I grew up in Mexico, and the way it worked back then was you have to declare a major when you apply to college. I kept changing my mind: one day it was architecture, then it was medicine, then graphic design… When the day came to submit my application, I was feeling industrial design. I was inclined to both the arts and technical – industrial design seemed to fit those interests. However, when I graduated in the eighties, there was not a lot of opportunity in industrial design. Mexico was more of a closed economy back then. There were a lot more opportunities abroad.
During my studies, I had done some work that got me interested in lighting. I designed some luminaires and researched different light sources. I also did some exhibit and stage design studies that involved lighting. In order to graduate, I had to provide social service hours at a nonprofit. I picked a museum that had me setting up lighting for an exhibit. It all intrigued me.
Some pre-internet research led me to Parsons, and when I was visiting New York I interviewed there. I was accepted and moved to New York to start my master’s in 1990. I’ve been here ever since.
In a stroke of luck, I had a connection from a neighbor in Mexico City who was an architect. He introduced me to Charles Stone. I was still very fuzzy on what a lighting designer was, and I certainly didn’t know how prestigious Fisher Marantz was. I began working at what is now Fisher Marantz Stone part time while going to school, and went full time after 6 months. I’ve been there ever since.
Q: How did you first get involved in the IESNYC?
Very shortly after I started working, my colleagues told me, You’re a lighting designer now, so you should join IES. They all took advantage of the various conferences, courses, and events. So I went ahead and joined.
I attended and got a lot out of IESNYC events and lectures, and the monthly magazine. I’ve met good people outside my office that share my interests and passion for lighting. Now it’s a venue for me to give back to the lighting community. My job is demanding, but any time I get a call to speak at an event or talk about a project, I try to show up.
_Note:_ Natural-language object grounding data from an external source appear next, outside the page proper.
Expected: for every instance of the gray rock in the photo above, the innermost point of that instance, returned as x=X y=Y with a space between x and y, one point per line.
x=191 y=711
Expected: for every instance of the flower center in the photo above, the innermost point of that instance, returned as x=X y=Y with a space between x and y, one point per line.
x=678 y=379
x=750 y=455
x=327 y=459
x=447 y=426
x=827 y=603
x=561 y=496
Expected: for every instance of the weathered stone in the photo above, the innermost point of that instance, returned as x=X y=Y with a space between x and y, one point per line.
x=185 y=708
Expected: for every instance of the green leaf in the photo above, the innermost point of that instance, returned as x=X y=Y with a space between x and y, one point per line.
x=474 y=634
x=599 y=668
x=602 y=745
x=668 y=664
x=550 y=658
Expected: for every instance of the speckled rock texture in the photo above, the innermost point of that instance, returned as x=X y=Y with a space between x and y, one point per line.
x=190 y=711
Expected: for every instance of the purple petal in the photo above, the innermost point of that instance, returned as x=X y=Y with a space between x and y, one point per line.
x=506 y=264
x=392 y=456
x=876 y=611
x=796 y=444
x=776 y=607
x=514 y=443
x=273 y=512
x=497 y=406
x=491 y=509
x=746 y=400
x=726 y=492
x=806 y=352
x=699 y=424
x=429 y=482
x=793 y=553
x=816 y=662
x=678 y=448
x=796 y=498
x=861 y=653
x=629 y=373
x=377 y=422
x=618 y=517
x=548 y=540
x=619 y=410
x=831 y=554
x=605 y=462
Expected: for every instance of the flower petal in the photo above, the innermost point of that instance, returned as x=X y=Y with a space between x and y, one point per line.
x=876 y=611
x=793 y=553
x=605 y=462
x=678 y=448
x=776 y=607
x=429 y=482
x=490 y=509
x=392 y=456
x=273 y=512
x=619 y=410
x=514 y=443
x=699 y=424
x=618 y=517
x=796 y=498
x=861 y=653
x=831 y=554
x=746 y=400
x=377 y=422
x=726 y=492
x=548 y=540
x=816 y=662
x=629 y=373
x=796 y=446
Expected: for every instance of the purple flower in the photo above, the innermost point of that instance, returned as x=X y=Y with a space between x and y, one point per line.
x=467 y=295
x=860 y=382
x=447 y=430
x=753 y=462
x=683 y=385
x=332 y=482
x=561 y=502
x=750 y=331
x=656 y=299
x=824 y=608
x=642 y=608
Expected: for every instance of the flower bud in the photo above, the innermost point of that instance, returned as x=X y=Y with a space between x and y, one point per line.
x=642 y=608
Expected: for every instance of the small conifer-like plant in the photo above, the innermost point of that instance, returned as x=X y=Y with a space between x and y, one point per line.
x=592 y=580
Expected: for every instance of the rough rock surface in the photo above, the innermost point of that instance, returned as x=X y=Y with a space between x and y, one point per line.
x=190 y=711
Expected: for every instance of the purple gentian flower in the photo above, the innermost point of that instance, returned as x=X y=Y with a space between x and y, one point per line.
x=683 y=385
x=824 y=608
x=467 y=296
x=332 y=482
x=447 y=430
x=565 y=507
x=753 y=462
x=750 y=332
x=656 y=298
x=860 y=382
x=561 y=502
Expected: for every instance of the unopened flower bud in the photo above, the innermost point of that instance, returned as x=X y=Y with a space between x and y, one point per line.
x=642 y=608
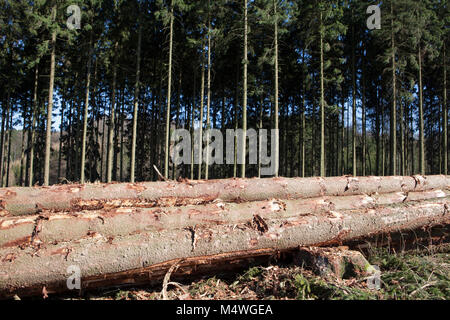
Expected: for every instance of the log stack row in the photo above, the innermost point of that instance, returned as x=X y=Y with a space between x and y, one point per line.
x=133 y=233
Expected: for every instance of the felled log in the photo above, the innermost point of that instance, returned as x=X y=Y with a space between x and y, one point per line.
x=146 y=255
x=48 y=227
x=17 y=201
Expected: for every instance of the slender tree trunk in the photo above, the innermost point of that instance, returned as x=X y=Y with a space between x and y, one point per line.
x=354 y=124
x=9 y=147
x=322 y=103
x=421 y=126
x=402 y=141
x=378 y=134
x=202 y=101
x=32 y=129
x=364 y=133
x=445 y=118
x=109 y=167
x=5 y=106
x=22 y=149
x=48 y=136
x=393 y=124
x=244 y=103
x=169 y=92
x=85 y=115
x=208 y=105
x=277 y=143
x=61 y=128
x=136 y=106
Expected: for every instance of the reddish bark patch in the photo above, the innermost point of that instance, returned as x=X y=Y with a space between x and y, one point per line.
x=135 y=186
x=10 y=257
x=17 y=242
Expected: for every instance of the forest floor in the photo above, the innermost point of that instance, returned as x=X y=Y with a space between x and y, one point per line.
x=418 y=274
Q: How do you see your role as a member of the IESNYC?
I am glad to be able to contribute my time and experience to seminars, leading tours of lighting installations, or volunteering as a judge for the Lumen Awards and the IES Illumination Awards. When I’m attending an event, I’m learning; and when I’m a speaker, I’m imparting knowledge. Being a judge is a little bit of both.
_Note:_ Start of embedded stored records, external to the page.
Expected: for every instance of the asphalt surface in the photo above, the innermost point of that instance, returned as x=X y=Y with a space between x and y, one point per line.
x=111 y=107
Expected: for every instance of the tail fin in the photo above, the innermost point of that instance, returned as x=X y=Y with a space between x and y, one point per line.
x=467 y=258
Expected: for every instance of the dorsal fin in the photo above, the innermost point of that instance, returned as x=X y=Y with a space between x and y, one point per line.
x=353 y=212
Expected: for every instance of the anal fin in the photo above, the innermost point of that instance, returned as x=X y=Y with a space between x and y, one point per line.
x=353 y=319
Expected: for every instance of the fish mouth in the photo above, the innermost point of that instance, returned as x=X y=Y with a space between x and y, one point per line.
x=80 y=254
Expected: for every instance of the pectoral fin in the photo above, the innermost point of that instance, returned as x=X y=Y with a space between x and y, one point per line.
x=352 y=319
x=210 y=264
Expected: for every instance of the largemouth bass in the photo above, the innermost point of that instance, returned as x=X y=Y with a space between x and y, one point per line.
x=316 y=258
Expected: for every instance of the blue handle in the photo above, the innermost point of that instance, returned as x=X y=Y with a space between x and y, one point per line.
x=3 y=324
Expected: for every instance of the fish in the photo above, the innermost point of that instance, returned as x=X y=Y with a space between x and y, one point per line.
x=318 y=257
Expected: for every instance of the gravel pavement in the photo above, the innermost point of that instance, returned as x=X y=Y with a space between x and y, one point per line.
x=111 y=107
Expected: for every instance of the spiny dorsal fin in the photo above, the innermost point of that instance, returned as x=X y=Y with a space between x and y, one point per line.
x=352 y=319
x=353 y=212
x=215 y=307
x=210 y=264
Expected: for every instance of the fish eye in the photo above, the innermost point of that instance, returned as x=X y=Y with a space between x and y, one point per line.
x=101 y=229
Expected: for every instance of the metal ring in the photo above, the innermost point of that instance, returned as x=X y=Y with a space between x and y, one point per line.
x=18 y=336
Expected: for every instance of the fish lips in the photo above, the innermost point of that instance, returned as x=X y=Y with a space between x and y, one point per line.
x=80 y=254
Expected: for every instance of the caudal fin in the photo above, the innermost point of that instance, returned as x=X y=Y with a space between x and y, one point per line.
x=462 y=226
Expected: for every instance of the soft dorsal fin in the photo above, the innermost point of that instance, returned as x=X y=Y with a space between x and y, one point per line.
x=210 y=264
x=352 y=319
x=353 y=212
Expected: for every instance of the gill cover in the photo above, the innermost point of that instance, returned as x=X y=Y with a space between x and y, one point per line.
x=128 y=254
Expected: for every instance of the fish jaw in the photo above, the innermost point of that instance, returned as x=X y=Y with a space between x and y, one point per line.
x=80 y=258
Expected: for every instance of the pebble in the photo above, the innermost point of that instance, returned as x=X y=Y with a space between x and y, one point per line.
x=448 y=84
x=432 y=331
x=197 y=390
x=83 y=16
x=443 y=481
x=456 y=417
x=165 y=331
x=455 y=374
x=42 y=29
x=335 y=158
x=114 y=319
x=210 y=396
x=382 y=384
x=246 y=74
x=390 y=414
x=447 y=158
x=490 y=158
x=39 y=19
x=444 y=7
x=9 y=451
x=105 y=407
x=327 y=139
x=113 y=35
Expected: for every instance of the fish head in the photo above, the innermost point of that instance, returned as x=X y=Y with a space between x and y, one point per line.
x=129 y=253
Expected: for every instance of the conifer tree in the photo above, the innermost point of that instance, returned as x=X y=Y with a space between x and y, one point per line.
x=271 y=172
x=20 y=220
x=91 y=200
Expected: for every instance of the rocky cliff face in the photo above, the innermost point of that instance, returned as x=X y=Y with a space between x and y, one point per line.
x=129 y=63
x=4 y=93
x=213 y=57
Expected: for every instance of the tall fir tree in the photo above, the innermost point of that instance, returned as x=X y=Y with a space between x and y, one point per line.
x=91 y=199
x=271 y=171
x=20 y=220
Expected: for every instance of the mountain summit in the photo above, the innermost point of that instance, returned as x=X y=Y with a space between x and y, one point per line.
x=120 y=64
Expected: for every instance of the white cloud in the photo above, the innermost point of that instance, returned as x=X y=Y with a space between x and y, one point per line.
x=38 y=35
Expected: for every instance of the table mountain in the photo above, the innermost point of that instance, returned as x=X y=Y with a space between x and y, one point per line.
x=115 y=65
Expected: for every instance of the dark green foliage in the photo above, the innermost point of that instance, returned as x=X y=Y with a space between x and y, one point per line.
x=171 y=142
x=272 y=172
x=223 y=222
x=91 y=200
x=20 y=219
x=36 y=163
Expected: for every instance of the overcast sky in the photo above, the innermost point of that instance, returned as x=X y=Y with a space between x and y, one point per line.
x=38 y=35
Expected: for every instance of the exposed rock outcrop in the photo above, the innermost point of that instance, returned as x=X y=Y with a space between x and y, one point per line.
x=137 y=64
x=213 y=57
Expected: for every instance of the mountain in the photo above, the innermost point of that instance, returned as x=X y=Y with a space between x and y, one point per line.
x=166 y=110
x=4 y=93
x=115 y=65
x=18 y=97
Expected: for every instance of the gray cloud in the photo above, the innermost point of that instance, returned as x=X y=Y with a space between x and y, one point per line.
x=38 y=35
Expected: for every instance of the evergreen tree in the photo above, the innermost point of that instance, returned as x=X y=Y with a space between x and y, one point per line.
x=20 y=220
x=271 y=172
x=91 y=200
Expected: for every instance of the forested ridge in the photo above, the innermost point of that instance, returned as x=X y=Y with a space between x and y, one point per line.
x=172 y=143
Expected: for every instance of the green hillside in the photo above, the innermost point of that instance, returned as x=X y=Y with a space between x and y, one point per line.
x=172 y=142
As a Lumen Awards judge, I’m helping ensure that important work is getting the recognition it deserves. But the back and forth with the other jury members gives valuable insights. Sometimes a point of view on what’s important is different from what I and my firm are focusing on. Certain aesthetic and technical elements are more important to others, and you get to hear them clearly advocate for them. (It also helps you see how you can tailor your award entries to meet multiple priorities).
Q: In your opinion, what are the best assets of the IESNYC?
New York City is the epicenter of the lighting design profession, and IESNYC takes its responsibility to the professionals in the areas very seriously. Because it’s such a large chapter, at the center of design and innovation, IESNYC is a leader in the broader global industry. Local professionals have an important voice in codes, best practices, etc. And as we move toward more and more ambitious and complex codes, it’s important to advocate for quality lighting being correctly applied.